Performative Crash Sites: Spectacle, Intersectionality and Digital Visibility On Tumblr
The micro-blogging platform of Tumblr is becoming a digital landscape that takes intersectional bodies seriously. Not because of a mainstream or academic feminist intervention, but through the work and involvement of young, Queer of Color individuals who move their bodies to the forefront of digital visibility. Tumblr dashboards, and the bodies that fill them, all function as performative crash sites: the theoretical location where race, gender, sexual orientation, class, religion, and other embodiments collide. In a performative crash site, these constructs become violently entangled. Just like a “real” crash, one can identify separate constructs, but to do so, they must look among the pieces of the others.

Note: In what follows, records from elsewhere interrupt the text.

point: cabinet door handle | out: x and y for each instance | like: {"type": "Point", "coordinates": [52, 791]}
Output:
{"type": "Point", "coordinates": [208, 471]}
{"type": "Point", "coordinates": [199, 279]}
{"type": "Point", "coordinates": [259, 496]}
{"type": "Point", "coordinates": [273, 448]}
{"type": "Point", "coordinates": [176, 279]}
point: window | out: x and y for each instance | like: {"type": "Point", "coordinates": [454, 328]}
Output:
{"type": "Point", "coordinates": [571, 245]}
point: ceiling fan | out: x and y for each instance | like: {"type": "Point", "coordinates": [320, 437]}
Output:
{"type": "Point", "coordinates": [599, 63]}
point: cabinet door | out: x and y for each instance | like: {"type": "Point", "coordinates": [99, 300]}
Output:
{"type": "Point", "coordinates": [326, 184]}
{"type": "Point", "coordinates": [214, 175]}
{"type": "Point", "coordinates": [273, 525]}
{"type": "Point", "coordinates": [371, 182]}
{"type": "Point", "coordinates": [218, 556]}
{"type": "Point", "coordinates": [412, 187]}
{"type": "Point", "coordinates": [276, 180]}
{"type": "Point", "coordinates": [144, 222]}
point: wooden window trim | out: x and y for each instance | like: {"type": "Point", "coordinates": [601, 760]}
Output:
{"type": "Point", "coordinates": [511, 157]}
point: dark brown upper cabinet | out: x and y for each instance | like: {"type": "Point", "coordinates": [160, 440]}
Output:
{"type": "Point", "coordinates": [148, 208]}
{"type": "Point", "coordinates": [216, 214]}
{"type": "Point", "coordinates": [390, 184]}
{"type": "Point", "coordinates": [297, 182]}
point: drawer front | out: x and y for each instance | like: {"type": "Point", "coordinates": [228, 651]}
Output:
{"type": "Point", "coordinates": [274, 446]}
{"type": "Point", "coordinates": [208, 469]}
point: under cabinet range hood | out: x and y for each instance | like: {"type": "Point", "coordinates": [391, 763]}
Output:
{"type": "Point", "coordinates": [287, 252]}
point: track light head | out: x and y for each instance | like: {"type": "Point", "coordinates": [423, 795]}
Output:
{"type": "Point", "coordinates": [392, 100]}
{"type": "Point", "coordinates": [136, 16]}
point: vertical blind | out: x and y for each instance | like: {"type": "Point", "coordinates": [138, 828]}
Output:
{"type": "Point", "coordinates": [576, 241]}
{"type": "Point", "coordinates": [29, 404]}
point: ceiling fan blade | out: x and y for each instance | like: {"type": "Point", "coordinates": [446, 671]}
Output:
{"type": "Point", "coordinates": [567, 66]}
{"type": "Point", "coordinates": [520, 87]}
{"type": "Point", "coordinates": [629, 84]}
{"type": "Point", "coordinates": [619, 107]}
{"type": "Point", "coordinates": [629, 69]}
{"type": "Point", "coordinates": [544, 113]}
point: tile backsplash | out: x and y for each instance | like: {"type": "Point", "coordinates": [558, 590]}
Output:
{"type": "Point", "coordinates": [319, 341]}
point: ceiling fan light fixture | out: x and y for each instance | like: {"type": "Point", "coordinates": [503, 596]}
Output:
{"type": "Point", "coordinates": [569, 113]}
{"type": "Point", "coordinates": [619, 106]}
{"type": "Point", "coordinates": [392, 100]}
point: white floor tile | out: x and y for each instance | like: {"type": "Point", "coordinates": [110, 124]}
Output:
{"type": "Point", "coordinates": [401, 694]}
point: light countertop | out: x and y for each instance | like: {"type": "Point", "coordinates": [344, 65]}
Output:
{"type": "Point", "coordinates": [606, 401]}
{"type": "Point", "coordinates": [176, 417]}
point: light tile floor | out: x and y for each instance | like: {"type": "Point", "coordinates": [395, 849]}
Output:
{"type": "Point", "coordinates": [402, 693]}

Central to this theoretical approach are the ideas of spectacle, audience, and intent. To continue with the metaphor of a car crash, there is very often an audience for these sites of collision. Spectators are always eager to see how “bad” the crash is, and what the outcome if the wreckage will be. Both the Tumblr users’ bodies and their dashboards are sites of
constant spectacle, scrutiny, and high visibility. The public nature of the Tumblr, combined with the purposeful conspicuousness of the bloggers make it a site where narratives of embodiment, spectacle, and digital visibility within intersectional bodies easily accessible. As it is a digital space that is controlled by the bloggers who place their bodies at the visible forefront, Tumblr is a location that seriously acknowledges intersectionality, grants visibility and voice to intersectional bodies, and functions as a performative crash site.